I remember the bruise on his face that night. Was it his dad? Was it the Pre-Monsters he insisted on hanging out with? I didn’t know. Woo was always wounded and barefoot, and I doubted I could change that. He once told me he wanted to be like a boy named Peter Pan, who rebelled against the world and had his own followers, the Lost Boys. Peter Pan owned a place called Neverland. Woo owned nothing… yet.

“You’re messing things up, Woo,” I told him, staring up at the sky. “You don’t follow the rules, have bad grades in school, and insist on spending time with those Bad Kidz who are going to be Monsters. I don’t want you to become a Monster.” I didn’t know I was brainwashed by the chocolates at the time.

“Maybe it’s my destiny to become one,” he said, also staring at the stars.

“Don’t you ever say that,” I turned to face him and he turned back, looking at me as if he was crying with those grey eyes. “You promise me!”

“Promise you what?” he wondered. I could sense he was keeping tons of secrets from me.

“That you never let me go,” I sighed, and held his hand.

“That,” his eyes smiled at the thought. “I can promise you.”

“It means you will work hard this year, so you become the Seven you always dreamed of,” I assured him, and he nodded.

“I promise,” he shrugged.

“Promise me what, Woo?” I insisted that he said the words.


To never let you go
,
Tender
,” he nodded, and stared back at the stars.

***

By the end of this memory, I feel like my life is a pile of confusing moments and actions. I can’t really say who I am, because I haven’t had a full chance to become who I
really
am. If that makes any sense.

For God’s sake, I am only sixteen, and I had my first kiss in a battlefield. In order to know who I am, or who I want to be, I need time. A precious amount of quality time, so I can decide who I want to be, and what I am made of. Not because I am pressured by the idea that I am going to die sooner than I think, but because I made up my mind to be
who I want to be,
and no one else. I guess that I, and my friends who died today, were driven by the moment of inertia. It’s a concept I learned in school. To me now, it basically means that once someone is pushed to fight for their lives, they might end up doing wrong things like killing other innocent people, still driven by the power of that first strong nudge. And when your life is nudged into the wrong path, all that follows is just a set of random and illogical actions.

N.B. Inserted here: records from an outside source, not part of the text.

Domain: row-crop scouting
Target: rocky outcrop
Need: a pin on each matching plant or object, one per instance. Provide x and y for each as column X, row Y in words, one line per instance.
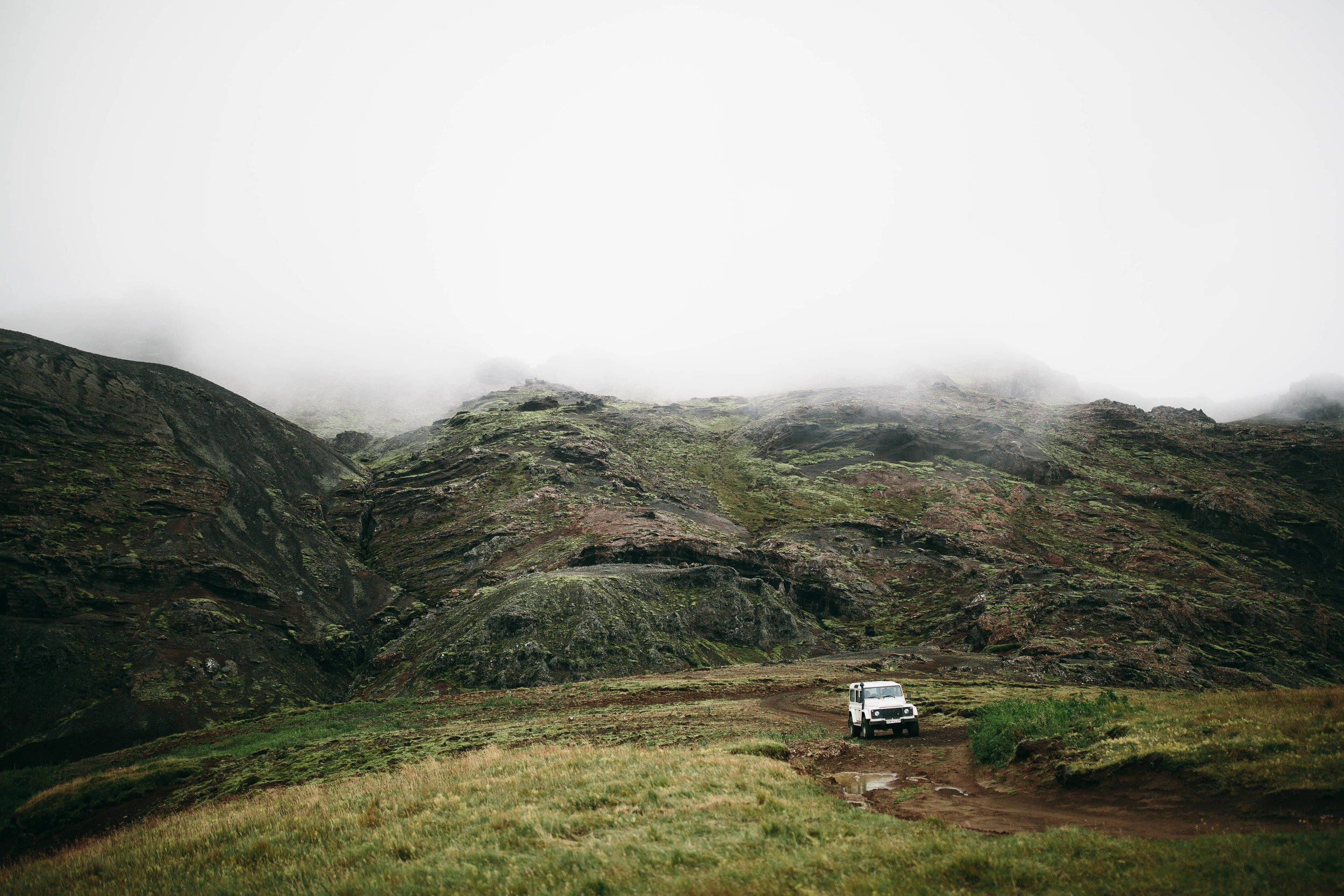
column 165, row 558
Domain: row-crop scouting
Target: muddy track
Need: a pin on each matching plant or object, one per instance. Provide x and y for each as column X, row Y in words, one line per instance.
column 937, row 778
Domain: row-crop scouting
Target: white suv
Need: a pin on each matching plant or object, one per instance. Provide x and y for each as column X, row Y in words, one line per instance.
column 875, row 706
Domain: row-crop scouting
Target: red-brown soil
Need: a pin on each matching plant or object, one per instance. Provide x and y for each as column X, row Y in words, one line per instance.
column 934, row 770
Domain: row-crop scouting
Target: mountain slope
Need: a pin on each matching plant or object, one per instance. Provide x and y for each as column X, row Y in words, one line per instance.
column 545, row 534
column 165, row 559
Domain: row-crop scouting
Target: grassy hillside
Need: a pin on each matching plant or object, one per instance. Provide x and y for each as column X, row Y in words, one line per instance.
column 623, row 820
column 582, row 787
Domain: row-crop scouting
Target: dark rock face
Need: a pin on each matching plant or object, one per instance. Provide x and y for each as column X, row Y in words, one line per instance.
column 166, row 556
column 1098, row 542
column 173, row 554
column 351, row 442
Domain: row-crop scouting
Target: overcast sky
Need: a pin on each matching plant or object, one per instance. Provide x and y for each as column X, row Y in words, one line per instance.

At a young age, we were driven to stay alive, no matter what. All our actions in between were only filling the void. They were not really decisions.

I am saying this because although I am a sixteen-year-old girl, there is one thing I know for sure right now – and thank God that there is at least one thing that I am sure of. I know that I am not fighting Carnivore to win this game. I am not fighting it to become a Ten, and I am not fighting it for Leo, as I have persuaded Xitler. I am here, fighting Carnivore, for Woo.

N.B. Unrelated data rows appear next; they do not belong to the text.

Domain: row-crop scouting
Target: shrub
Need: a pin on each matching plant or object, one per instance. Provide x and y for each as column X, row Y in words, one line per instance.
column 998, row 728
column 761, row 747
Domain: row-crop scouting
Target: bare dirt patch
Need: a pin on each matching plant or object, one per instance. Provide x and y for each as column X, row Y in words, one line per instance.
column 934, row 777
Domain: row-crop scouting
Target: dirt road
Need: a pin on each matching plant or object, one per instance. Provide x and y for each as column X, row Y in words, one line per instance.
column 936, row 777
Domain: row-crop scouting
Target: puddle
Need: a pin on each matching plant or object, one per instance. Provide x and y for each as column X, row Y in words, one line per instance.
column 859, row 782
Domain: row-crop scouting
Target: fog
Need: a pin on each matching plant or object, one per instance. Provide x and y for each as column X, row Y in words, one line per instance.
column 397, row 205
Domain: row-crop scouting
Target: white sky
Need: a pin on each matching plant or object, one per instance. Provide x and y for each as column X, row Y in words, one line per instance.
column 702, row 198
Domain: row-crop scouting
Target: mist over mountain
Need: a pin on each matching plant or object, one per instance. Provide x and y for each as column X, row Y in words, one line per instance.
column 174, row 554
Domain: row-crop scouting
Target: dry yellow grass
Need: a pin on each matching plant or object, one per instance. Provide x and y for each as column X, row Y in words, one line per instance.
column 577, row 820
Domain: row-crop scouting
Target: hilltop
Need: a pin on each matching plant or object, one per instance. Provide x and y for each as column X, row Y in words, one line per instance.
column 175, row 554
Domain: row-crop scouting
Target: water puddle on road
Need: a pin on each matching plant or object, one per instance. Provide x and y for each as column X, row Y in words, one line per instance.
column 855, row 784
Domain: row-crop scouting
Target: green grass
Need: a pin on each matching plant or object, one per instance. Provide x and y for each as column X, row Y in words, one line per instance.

It’s hard to believe that after all that I went through, I can’t give up on wanting to find Woo for the silliest reason in the world, to ask him why he broke his promise. But it’s true. Deep in my mind, the longer the game runs, the longer I survive, I still have a chance to find Woo and ask him: Why did you give up on me, although you promised to
never let me go
?

Because if Woo had no reason to let me go, who am I here for? Or with? I am not particularly enjoying this world alone.

If I die, I won’t have a chance to ask him, and that would kill me much slower and painfully than Carnivore itself.

So what was all that about with Leo, insisting on knowing if his kiss was true, while he was dying on the cliff? I guess a girl always wants to know why she was kissed, especially if it’s the first. And again, I am not sure that everything between me and Leo was true. I mean, if we had met out of the Playa, things might have been really different. In the real world, in my school, boys like Leo don’t even look my way.